The Moors regarded green or white as pleasant and well-omened colours, symbolic of the angels and of all good fortune. Perhaps this preference was suggested to them by the cool oasis in the desert. Nevertheless, when Ibn-Hud became ruler of Andalusia, his shields and banners were black, as well as his costume. Black, too, was the colour adopted by the Abbaside Sultans, to whom Ibn-Hud was subject. Under the Beni-Nasr and Beni-Alahmar, this gloomy hue was changed, as we have seen, to purple or to scarlet, though black continued to be used in sign of mourning.

V
THE TUNIC OF BOABDIL EL CHICO
(National Museum of Artillery, Madrid)

The chronicle says that Abu-Said, “the Red,” who was assassinated at Tablada, under the walls of Seville, by Pedro the Cruel, was clothed in scarlet at the time of that atrocious deed. Boabdil was also clothed in red at the battle of Lucena. The History of the House of Cordova, from which I have already quoted, says: “Il était armé d'une forte cuirasse à clous dorés, doublée de velours cramoisi, d'un morion teint de grenat et doré…. Sur sa cuirasse était passé un caban de brocart et de velours cramoisi” (Plate [v].). Eguilaz quotes a further passage from Hurtado de Mendoza, to prove that red continued to be the official colour of the Moorish rulers of Granada; for when the Moriscos had risen in the Alpujarra, and met together to invest their leaders, Aben-Abu and Aben-Humeya, with the insignia of royalty, they clothed the former in a red costume and the latter in purple, “passing about his neck and shoulders a red token in the form of a scarf.”[12]

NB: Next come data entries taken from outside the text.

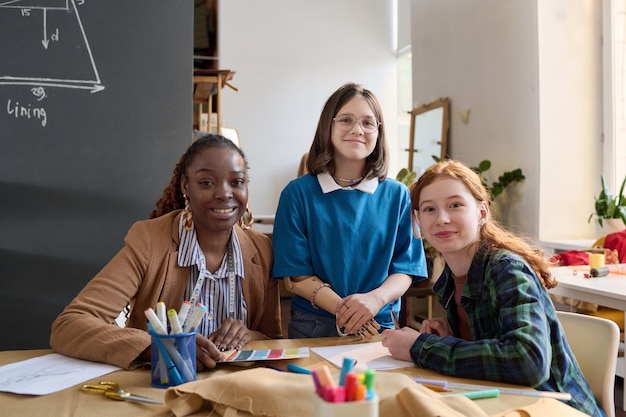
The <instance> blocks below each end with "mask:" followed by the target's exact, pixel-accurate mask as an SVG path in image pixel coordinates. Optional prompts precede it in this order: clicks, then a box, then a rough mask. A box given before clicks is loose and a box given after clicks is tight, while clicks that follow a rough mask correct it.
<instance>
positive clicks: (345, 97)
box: [307, 83, 388, 182]
mask: <svg viewBox="0 0 626 417" xmlns="http://www.w3.org/2000/svg"><path fill="white" fill-rule="evenodd" d="M355 97H363V98H364V99H365V100H366V101H367V102H368V103H369V105H370V107H371V108H372V111H373V112H374V115H375V116H376V118H377V119H378V121H379V122H380V126H379V127H378V138H377V140H376V146H375V147H374V150H373V151H372V153H371V154H370V155H368V157H367V158H366V160H365V166H364V167H363V172H362V175H363V176H365V175H368V174H370V171H371V174H370V178H376V177H378V181H381V182H382V181H384V180H385V178H386V177H387V169H388V166H387V165H388V161H387V159H388V157H387V140H386V138H385V123H384V122H383V113H382V109H381V107H380V103H379V102H378V99H377V98H376V96H374V94H373V93H372V92H371V91H369V90H367V89H365V88H363V87H362V86H360V85H359V84H355V83H347V84H344V85H342V86H341V87H339V89H337V91H335V92H334V93H333V94H332V95H331V96H330V97H329V98H328V100H327V101H326V104H325V105H324V108H323V109H322V114H321V115H320V118H319V121H318V123H317V130H316V131H315V137H314V138H313V143H312V144H311V149H310V150H309V158H308V160H307V170H308V171H309V172H310V173H311V174H314V175H315V174H320V173H322V172H328V173H330V174H331V175H334V173H335V165H334V159H333V154H334V151H335V148H334V146H333V143H332V135H331V132H332V124H333V118H334V117H335V116H337V112H338V111H339V110H340V109H341V108H342V107H343V106H344V105H345V104H346V103H347V102H348V101H350V100H352V99H353V98H355Z"/></svg>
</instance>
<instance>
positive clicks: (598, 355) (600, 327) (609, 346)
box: [557, 311, 620, 417]
mask: <svg viewBox="0 0 626 417" xmlns="http://www.w3.org/2000/svg"><path fill="white" fill-rule="evenodd" d="M557 316H558V318H559V321H560V322H561V326H562V327H563V330H564V331H565V336H566V338H567V342H568V343H569V345H570V347H571V349H572V352H573V353H574V356H575V357H576V361H578V365H579V366H580V369H581V371H582V372H583V375H584V376H585V379H586V380H587V382H588V383H589V386H590V387H591V391H592V392H593V395H594V396H595V397H596V399H597V400H598V403H599V404H600V407H602V409H603V410H604V412H605V413H606V415H607V417H615V399H614V390H615V365H616V363H617V351H618V347H619V338H620V331H619V327H618V326H617V324H615V322H613V321H611V320H608V319H604V318H601V317H594V316H588V315H585V314H580V313H571V312H566V311H557Z"/></svg>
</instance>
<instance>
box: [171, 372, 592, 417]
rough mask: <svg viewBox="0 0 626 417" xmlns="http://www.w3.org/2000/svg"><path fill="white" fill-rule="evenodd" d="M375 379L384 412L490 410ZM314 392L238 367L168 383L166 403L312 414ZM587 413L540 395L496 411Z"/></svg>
mask: <svg viewBox="0 0 626 417" xmlns="http://www.w3.org/2000/svg"><path fill="white" fill-rule="evenodd" d="M374 385H375V386H374V389H375V391H376V393H377V395H378V397H379V400H380V403H379V415H380V416H387V417H389V416H407V417H418V416H419V417H436V416H446V417H457V416H458V417H488V416H489V415H488V414H486V413H485V411H483V410H482V409H481V408H480V407H479V406H478V405H476V403H475V402H473V401H472V400H470V399H468V398H465V397H462V396H448V397H447V396H443V395H441V394H439V393H436V392H434V391H431V390H429V389H428V388H425V387H423V386H422V385H420V384H417V383H415V382H414V381H413V380H412V379H411V378H410V377H408V376H407V375H403V374H399V373H392V372H378V373H377V374H376V379H375V384H374ZM314 395H316V394H315V393H314V385H313V379H312V377H311V376H310V375H302V374H295V373H288V372H277V371H275V370H272V369H268V368H254V369H248V370H244V371H239V372H233V373H230V372H225V371H217V372H215V373H214V374H213V375H212V376H211V377H209V378H208V379H205V380H200V381H195V382H189V383H187V384H183V385H180V386H178V387H173V388H169V389H168V390H167V391H166V392H165V404H166V405H167V406H168V407H169V408H170V409H171V410H172V411H173V413H174V414H175V415H176V416H177V417H183V416H200V415H202V416H211V417H214V416H215V417H217V416H220V417H251V416H274V417H312V415H313V401H314ZM539 404H541V406H540V405H539ZM541 407H543V409H542V408H541ZM546 408H549V409H550V410H549V412H546V411H545V410H546ZM583 415H584V414H582V413H580V412H578V411H577V410H574V409H573V408H571V407H568V406H567V405H565V404H562V403H560V402H557V401H551V404H550V407H546V404H545V400H542V399H538V401H537V402H536V403H535V404H533V405H531V406H527V407H524V408H523V409H520V410H510V411H507V412H506V413H504V414H498V415H495V416H492V417H554V416H559V417H565V416H583Z"/></svg>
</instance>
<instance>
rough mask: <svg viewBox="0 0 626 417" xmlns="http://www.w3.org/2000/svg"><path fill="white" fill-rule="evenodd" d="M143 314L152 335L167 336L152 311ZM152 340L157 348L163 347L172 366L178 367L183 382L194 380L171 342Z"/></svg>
mask: <svg viewBox="0 0 626 417" xmlns="http://www.w3.org/2000/svg"><path fill="white" fill-rule="evenodd" d="M145 314H146V318H147V319H148V324H149V326H148V328H150V329H152V331H153V332H154V333H157V334H161V335H167V330H165V329H164V328H163V326H161V320H159V318H158V317H157V315H156V313H155V312H154V310H153V309H151V308H148V309H147V310H146V311H145ZM154 339H155V340H156V341H157V347H158V346H159V345H163V347H164V348H165V350H166V351H167V353H168V354H169V355H168V356H169V357H170V358H171V359H172V360H173V361H174V364H175V365H176V366H177V367H178V371H179V372H180V374H181V375H183V377H184V378H185V380H187V381H192V380H193V379H194V378H193V373H192V371H191V369H189V367H187V365H186V364H185V362H184V360H183V358H182V356H181V355H180V352H178V351H177V350H176V348H175V347H174V343H173V340H169V339H168V340H160V339H159V338H158V337H155V338H154ZM159 351H160V349H159ZM170 375H171V374H170Z"/></svg>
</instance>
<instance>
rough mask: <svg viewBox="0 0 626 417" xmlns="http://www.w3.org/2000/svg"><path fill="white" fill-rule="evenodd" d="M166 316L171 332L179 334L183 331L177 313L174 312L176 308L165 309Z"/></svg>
mask: <svg viewBox="0 0 626 417" xmlns="http://www.w3.org/2000/svg"><path fill="white" fill-rule="evenodd" d="M167 317H168V318H169V319H170V329H171V333H172V334H181V333H182V332H183V328H182V327H181V326H180V321H178V314H176V310H174V309H173V308H170V309H169V310H167Z"/></svg>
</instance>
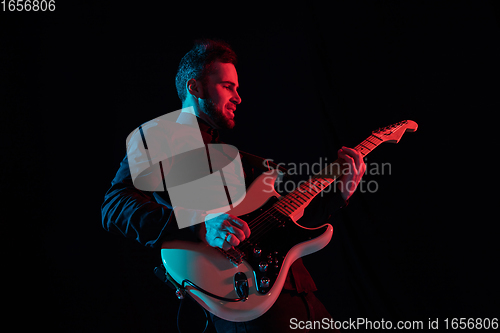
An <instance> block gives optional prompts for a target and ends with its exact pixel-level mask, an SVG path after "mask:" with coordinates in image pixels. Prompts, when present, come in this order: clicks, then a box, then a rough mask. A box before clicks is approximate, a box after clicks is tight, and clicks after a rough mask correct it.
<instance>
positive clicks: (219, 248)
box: [219, 247, 245, 267]
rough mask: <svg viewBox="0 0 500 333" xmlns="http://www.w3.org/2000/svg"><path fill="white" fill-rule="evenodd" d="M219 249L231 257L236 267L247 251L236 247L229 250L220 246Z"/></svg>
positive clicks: (232, 262) (237, 266)
mask: <svg viewBox="0 0 500 333" xmlns="http://www.w3.org/2000/svg"><path fill="white" fill-rule="evenodd" d="M219 250H220V251H221V252H222V253H223V254H224V255H225V256H226V258H228V259H229V261H230V262H231V263H232V264H233V265H234V266H236V267H238V266H239V265H240V264H241V263H242V262H243V259H244V258H245V253H243V252H242V251H240V250H238V249H235V248H234V247H232V248H230V249H229V250H227V251H224V250H222V249H220V248H219Z"/></svg>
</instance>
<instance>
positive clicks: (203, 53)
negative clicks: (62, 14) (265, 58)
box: [102, 40, 366, 332]
mask: <svg viewBox="0 0 500 333" xmlns="http://www.w3.org/2000/svg"><path fill="white" fill-rule="evenodd" d="M235 64H236V54H235V53H234V51H233V50H232V49H231V48H230V47H229V45H227V44H226V43H224V42H220V41H213V40H203V41H199V42H196V43H195V46H194V47H193V49H192V50H191V51H189V52H188V53H187V54H186V55H185V56H184V57H183V59H182V60H181V63H180V65H179V69H178V73H177V76H176V87H177V92H178V95H179V98H180V99H181V101H182V107H183V109H188V108H192V110H193V111H194V114H195V115H196V117H197V118H196V119H197V121H198V125H199V128H200V130H201V132H202V136H203V141H204V143H205V144H207V143H210V142H218V136H219V134H218V130H219V129H232V128H233V127H234V126H235V112H236V110H237V106H238V105H239V104H240V103H241V97H240V95H239V93H238V87H239V82H238V75H237V71H236V68H235ZM180 118H181V117H179V119H180ZM178 122H179V121H178ZM181 123H182V121H181ZM186 125H189V124H186ZM129 153H130V152H129ZM338 156H339V158H341V159H343V160H344V161H345V163H347V164H348V165H349V166H348V167H347V168H346V170H348V171H349V172H348V173H346V174H344V175H342V177H341V178H340V179H339V180H338V182H337V186H338V189H339V190H340V191H330V193H328V194H327V195H326V196H324V197H323V198H319V197H317V198H316V199H314V200H313V201H312V202H311V204H310V205H309V206H308V208H306V210H305V213H304V217H303V218H302V219H301V220H300V221H299V222H301V224H302V221H305V222H307V221H308V220H315V221H317V223H318V224H323V222H324V221H325V220H326V219H327V218H328V217H329V216H330V215H331V214H332V213H333V212H334V211H335V210H336V209H338V208H339V207H341V206H344V205H345V204H346V203H347V200H348V199H349V198H350V196H351V195H352V194H353V192H354V191H355V189H356V186H357V185H358V183H359V181H360V179H361V177H362V175H363V173H364V171H365V168H366V167H365V164H364V162H363V158H362V155H361V154H360V153H358V152H357V151H356V150H354V149H350V148H346V147H343V148H342V149H341V150H339V152H338ZM255 161H263V159H262V158H258V157H256V156H253V155H249V154H242V164H243V169H244V174H245V183H246V184H247V185H248V184H249V183H251V181H252V180H253V179H255V178H256V177H257V176H258V174H259V172H263V171H264V170H258V169H259V167H258V164H259V163H256V162H255ZM339 192H340V194H339ZM159 196H160V195H159V194H158V193H150V192H145V191H140V190H138V189H137V188H135V187H134V186H133V183H132V179H131V175H130V170H129V165H128V162H127V158H125V159H124V160H123V162H122V164H121V165H120V169H119V170H118V172H117V175H116V177H115V178H114V179H113V182H112V187H111V188H110V189H109V190H108V192H107V193H106V196H105V200H104V203H103V206H102V218H103V226H104V228H105V229H107V230H108V231H116V232H119V233H121V234H123V235H124V236H126V237H131V238H135V239H136V240H137V241H139V242H140V243H141V244H143V245H145V246H150V247H153V248H159V247H160V246H161V243H162V242H163V241H164V240H166V239H177V238H188V239H189V238H191V239H195V238H199V239H201V240H202V241H204V242H206V243H207V244H209V245H210V246H212V247H216V248H222V249H224V250H228V249H230V248H231V247H233V246H237V245H238V244H240V242H242V241H243V240H245V239H247V238H248V237H249V236H250V235H251V230H250V228H249V227H248V224H247V222H246V221H243V220H242V219H240V218H238V217H236V216H232V215H230V214H219V215H214V214H208V215H205V216H203V220H204V222H203V223H199V224H197V225H196V226H195V227H191V228H184V229H182V230H178V228H177V223H176V220H175V215H174V214H172V211H173V210H174V209H182V207H180V208H179V207H172V206H171V204H169V200H168V197H165V194H163V198H162V199H160V198H159ZM194 213H196V212H194ZM315 290H316V286H315V285H314V281H313V280H312V278H311V276H310V275H309V273H308V272H307V270H306V268H305V267H304V265H303V263H302V260H301V259H299V260H297V261H296V262H295V263H294V264H293V265H292V266H291V268H290V270H289V273H288V276H287V279H286V282H285V285H284V289H283V291H282V292H281V294H280V296H279V297H278V300H277V301H276V302H275V304H274V305H273V306H272V307H271V309H270V310H268V311H267V312H266V313H265V314H264V315H262V316H260V317H259V318H257V319H254V320H252V321H249V322H244V323H233V322H229V321H226V320H223V319H221V318H218V317H216V316H214V315H211V316H212V321H213V323H214V326H215V327H216V329H217V331H218V332H236V331H238V332H240V331H241V332H268V331H269V332H271V331H274V332H283V331H287V330H290V320H291V318H296V320H297V321H305V320H322V319H323V318H331V316H330V314H329V313H328V311H327V310H326V309H325V307H324V306H323V305H322V304H321V302H320V301H319V300H318V299H317V298H316V297H315V296H314V291H315ZM293 331H294V332H297V331H299V330H293Z"/></svg>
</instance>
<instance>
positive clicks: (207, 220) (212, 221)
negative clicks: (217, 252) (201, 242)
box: [199, 214, 250, 251]
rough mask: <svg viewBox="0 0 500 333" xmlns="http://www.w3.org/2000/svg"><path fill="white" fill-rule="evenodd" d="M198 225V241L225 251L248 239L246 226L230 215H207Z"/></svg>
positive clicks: (208, 214)
mask: <svg viewBox="0 0 500 333" xmlns="http://www.w3.org/2000/svg"><path fill="white" fill-rule="evenodd" d="M200 225H201V227H200V230H199V237H200V239H201V240H203V241H204V242H206V243H208V245H210V246H213V247H218V248H221V249H223V250H226V251H227V250H229V249H230V248H231V247H233V246H237V245H239V244H240V242H242V241H243V240H245V239H246V238H248V237H250V228H249V227H248V224H247V223H246V222H245V221H243V220H242V219H240V218H238V217H236V216H234V215H231V214H208V215H207V216H206V217H205V222H204V223H201V224H200Z"/></svg>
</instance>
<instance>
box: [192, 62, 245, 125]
mask: <svg viewBox="0 0 500 333" xmlns="http://www.w3.org/2000/svg"><path fill="white" fill-rule="evenodd" d="M238 87H239V84H238V74H237V73H236V68H235V67H234V65H233V64H231V63H222V62H218V61H217V62H215V63H214V64H213V67H212V71H211V73H210V74H209V75H208V76H207V78H206V80H205V84H204V85H203V98H202V99H201V102H200V107H201V109H202V111H203V112H204V113H206V114H207V115H208V116H209V118H210V119H211V120H212V122H213V123H214V124H215V125H216V127H217V128H224V129H231V128H233V127H234V125H235V122H234V111H236V105H238V104H240V103H241V98H240V95H239V94H238V91H237V90H238Z"/></svg>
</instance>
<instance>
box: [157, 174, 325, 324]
mask: <svg viewBox="0 0 500 333" xmlns="http://www.w3.org/2000/svg"><path fill="white" fill-rule="evenodd" d="M266 177H271V178H267V179H266ZM276 177H277V173H276V172H274V173H266V174H263V175H261V176H260V177H259V178H257V179H256V180H255V181H254V182H253V183H252V185H251V186H250V187H249V188H248V191H247V194H246V196H245V198H244V200H243V201H242V202H241V203H240V204H239V205H238V206H236V207H235V208H234V209H233V210H231V211H229V212H228V213H230V214H232V215H236V216H241V215H244V214H248V213H251V212H253V211H254V210H256V209H258V208H259V207H260V206H262V205H263V204H264V203H265V202H266V201H267V200H268V199H269V198H270V197H271V196H279V195H278V193H276V192H275V190H274V187H273V184H274V180H275V179H276ZM305 206H307V203H305V204H304V207H301V208H302V209H299V213H300V214H299V213H296V214H294V216H293V218H292V220H293V221H296V220H298V219H299V218H300V217H301V216H302V213H303V208H305ZM322 227H324V226H321V227H318V228H322ZM302 228H304V227H302ZM304 229H308V228H304ZM315 229H316V228H315ZM332 234H333V227H332V226H331V225H329V224H328V225H327V229H326V232H324V233H323V234H322V235H321V236H319V237H317V238H315V239H312V240H309V241H305V242H302V243H299V244H297V245H295V246H294V247H292V249H291V250H290V251H289V252H288V253H287V255H286V257H285V259H284V261H283V264H282V267H281V271H280V273H279V275H278V277H277V280H276V281H275V283H274V285H273V287H272V288H271V290H270V291H269V292H268V293H267V294H265V295H263V294H260V293H259V292H258V291H257V289H256V287H255V283H256V281H255V279H254V274H253V269H252V267H251V266H250V265H249V264H248V263H247V262H246V261H245V260H244V261H243V262H242V263H241V264H240V265H239V266H238V267H235V266H234V265H233V264H232V263H231V262H230V261H229V260H228V259H227V258H226V257H225V256H224V255H223V254H222V253H221V252H220V251H219V250H217V249H215V248H213V247H210V246H209V245H206V244H205V243H202V242H200V243H194V242H188V241H168V242H164V243H163V244H162V249H161V257H162V260H163V264H164V266H165V268H166V270H167V272H169V274H170V275H171V276H172V277H173V278H174V279H175V280H176V281H177V282H178V283H179V284H180V283H182V281H183V280H184V279H188V280H190V281H192V282H193V283H195V284H197V285H198V286H200V287H201V288H203V289H205V290H207V291H209V292H211V293H213V294H215V295H218V296H222V297H226V298H238V295H237V294H236V292H235V290H234V281H233V279H234V275H235V274H236V273H238V272H242V273H245V275H246V276H247V278H248V284H249V296H248V300H246V301H245V302H225V301H221V300H217V299H214V298H212V297H210V296H208V295H205V294H204V293H202V292H200V291H198V290H196V289H194V288H191V287H190V286H187V288H186V290H187V291H188V292H189V293H190V294H191V296H192V297H193V298H194V299H195V300H196V301H197V302H198V303H199V304H200V305H202V306H203V307H204V308H205V309H206V310H208V311H210V312H212V313H213V314H215V315H216V316H218V317H220V318H223V319H226V320H229V321H236V322H241V321H248V320H252V319H255V318H257V317H259V316H261V315H262V314H264V313H265V312H266V311H267V310H268V309H269V308H270V307H271V306H272V305H273V304H274V302H275V301H276V299H277V298H278V296H279V294H280V293H281V290H282V288H283V285H284V283H285V280H286V276H287V273H288V270H289V268H290V266H291V265H292V264H293V262H294V261H295V260H297V259H298V258H300V257H303V256H305V255H307V254H310V253H313V252H316V251H318V250H320V249H322V248H323V247H325V246H326V245H327V244H328V243H329V242H330V239H331V237H332Z"/></svg>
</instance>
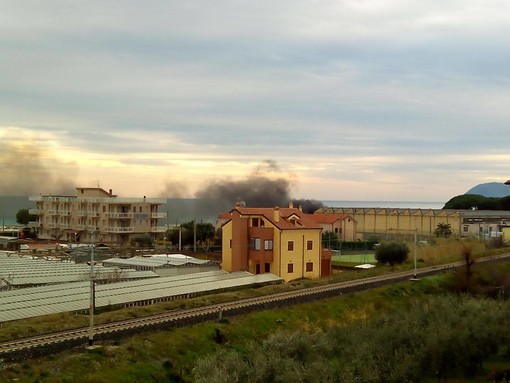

As I remarked in speaking of the tiraz, the clothing of the Moorish kings of Spain was of the richest quality obtainable, massively wrought, embroidered in colours and in gold, and bearing “sometimes a prince's name, sometimes his device or motto, or even a portrait of himself embroidered on the right breast of his caban or robe, thus following the fashion of the monarchs of Assyria and Persia.”